Welcome to the site!


----------



## julysun (Apr 25, 2012)

Maybe you could get a hive of Russian bees for comparison. Anyway, Welcome! :gh:


----------



## Island Apiaries (Aug 9, 2010)

We have some great carniolian stock here on Whidbey Island.


----------



## seyc (Jul 15, 2012)

Well, the reason I did the splits is that I am getting some Russian/Caucasian queens to put in them. If I have two non-Italian bees and . . hmmm. . . if you get 12,000 bees in a 3# package, I have about 200,000 bees, then 0.001% are not Italian and the other 99.999% are. I am not really sure if I should count them until they are out of their queen cages and start laying. So, the bees I have, that I am willing to count, are Italian.


----------



## AmericasBeekeeper (Jan 24, 2010)

Welcome Seyc!


----------



## Specialkayme (Sep 4, 2005)

Welcome to the site!


----------



## rsjohnson2u (Apr 23, 2012)

Welcome.

Yes, gotta love the Pacific Northwest. July 16th, and rain forcast for the next four days!!! 

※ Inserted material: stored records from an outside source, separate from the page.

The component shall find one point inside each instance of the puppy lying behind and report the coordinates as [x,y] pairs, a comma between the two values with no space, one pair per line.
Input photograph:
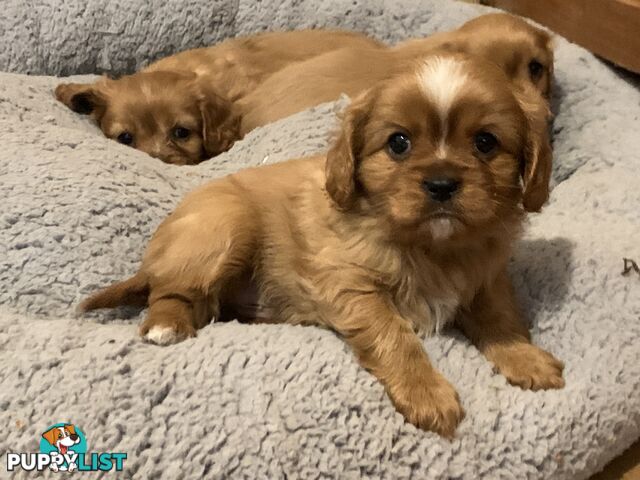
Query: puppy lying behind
[407,224]
[523,52]
[179,109]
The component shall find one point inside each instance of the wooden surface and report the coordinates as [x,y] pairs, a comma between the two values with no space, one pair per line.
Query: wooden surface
[609,28]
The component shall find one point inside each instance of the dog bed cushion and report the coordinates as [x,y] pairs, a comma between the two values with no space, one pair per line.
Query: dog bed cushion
[276,401]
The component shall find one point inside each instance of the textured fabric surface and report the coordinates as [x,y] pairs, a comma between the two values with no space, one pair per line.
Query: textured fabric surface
[269,401]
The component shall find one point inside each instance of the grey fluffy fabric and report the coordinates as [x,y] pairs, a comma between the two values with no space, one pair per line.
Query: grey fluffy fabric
[268,401]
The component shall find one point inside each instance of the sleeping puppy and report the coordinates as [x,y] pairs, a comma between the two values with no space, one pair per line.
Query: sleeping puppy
[522,51]
[179,109]
[406,224]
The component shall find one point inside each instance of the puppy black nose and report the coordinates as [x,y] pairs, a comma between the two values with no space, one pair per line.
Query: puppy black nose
[441,189]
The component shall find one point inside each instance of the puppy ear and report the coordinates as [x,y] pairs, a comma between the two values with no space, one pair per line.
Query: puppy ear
[51,436]
[537,155]
[220,121]
[342,159]
[84,98]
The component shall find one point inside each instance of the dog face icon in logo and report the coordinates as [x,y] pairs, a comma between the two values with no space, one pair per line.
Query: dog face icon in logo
[67,441]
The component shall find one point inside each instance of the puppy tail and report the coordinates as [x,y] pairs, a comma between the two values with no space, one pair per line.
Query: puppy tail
[133,291]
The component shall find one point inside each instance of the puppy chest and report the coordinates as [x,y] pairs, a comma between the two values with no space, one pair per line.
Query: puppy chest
[430,298]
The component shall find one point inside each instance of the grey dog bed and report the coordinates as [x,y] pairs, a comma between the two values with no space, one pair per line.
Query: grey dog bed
[273,401]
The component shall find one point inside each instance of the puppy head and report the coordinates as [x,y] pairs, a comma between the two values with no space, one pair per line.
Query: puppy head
[445,150]
[522,51]
[66,435]
[175,117]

I'm going to try requeening with Sue Cobey New World Carniolan stock out of the WSU extension program at Mount Vernon....Remember, the commercial guys/gals still use lots of Italians for early build-up, although you may have to feed them. Speaking of which, you split first year packages? Did you feed them lots of syrup? I have two packages, one I fed to the point I'm splitting to keep them from swarming (syrup bound), and one that seems like a big healthy hive(not going to split). 

Good luck with your Russians...Keep us posted on their progess


----------



## seyc (Jul 15, 2012)

Feed them lots of syrup? Only like 4 or 5 bags (100-125#) of sugar from Costco!

My two deeps were full of brood (both hives). I took some classes from the local beekeeping club and I learned that brood should be to the inside and honey to the outside of the box. It felt kind of weird to put the deep frame back in, knowing that brood would be on the outside, next to the wall of the box, but they had filled it, and there was no place else to put it.


----------